É um dos passos mais densos do Novo Testamento. O próprio Cristo, sendo embora
o Filho de Deus, Deus ele mesmo, enquanto Homem verdadeiro, treme perante a
Morte. Porém, no momento central da sua vida (central para ele e para nós), ele
aceita a morte, submetendo a sua vontade humana à sua – e do Pai e do Espírito
Santo – Vontade divina (conferir a Oração do Getsémani e do «Pai Nosso»). Onde
toda a Humanidade, desde Adam, fracassou, ele venceu, oferecendo a Deus
incondicionalmente a sua 1iberdade e a nós a graça do amor e do perdão. Por
isso, o Pai pode levá‑lo à perfeição, verbo teleióô, que não
indica perfeição moral (!), mas «ser feito sacerdote, perfeito no serviço
sacerdotal», por nossa causa. Perante tanta e quase insuportável riqueza, não
nos resta senão cair de joelhos e adorar em silêncio «no Espírito e na
Verdade».
8. Cantamos hoje o Salmo 51, a súplica
penitencial por excelência, que constitui a ossatura espiritual de Agostinho,
de Charles de Foucauld, de Joana D’Arc, que inspirou a pena de muitíssimos
Padres da Igreja, e ecoa na música de Bach, Lulli, Donizetti, Honegger… Hoje é
a nossa vez de nos sentarmos um pouco a trautear a música que nos atravessa e
nos põe de pé.

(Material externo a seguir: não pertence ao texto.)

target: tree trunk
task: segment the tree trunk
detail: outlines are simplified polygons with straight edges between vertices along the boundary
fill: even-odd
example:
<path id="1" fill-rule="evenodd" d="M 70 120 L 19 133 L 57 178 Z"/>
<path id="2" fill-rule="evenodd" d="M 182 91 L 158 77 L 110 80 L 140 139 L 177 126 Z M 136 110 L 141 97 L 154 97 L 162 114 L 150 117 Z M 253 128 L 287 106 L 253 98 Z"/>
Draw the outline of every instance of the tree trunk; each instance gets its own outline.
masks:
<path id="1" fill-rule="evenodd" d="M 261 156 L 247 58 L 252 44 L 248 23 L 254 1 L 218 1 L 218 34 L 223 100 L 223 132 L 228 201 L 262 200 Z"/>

Está aqui a letra e a música do homem, de qualquer homem, seja
ele quem for, de que raça for, de que religião for. Enxerto aqui as palavras
preciosas que constituem a introdução: «Faz-me graça, ó Deus, segundo o Teu
amor! Segundo a multidão das Tuas misericórdias, apaga as minhas transgressões!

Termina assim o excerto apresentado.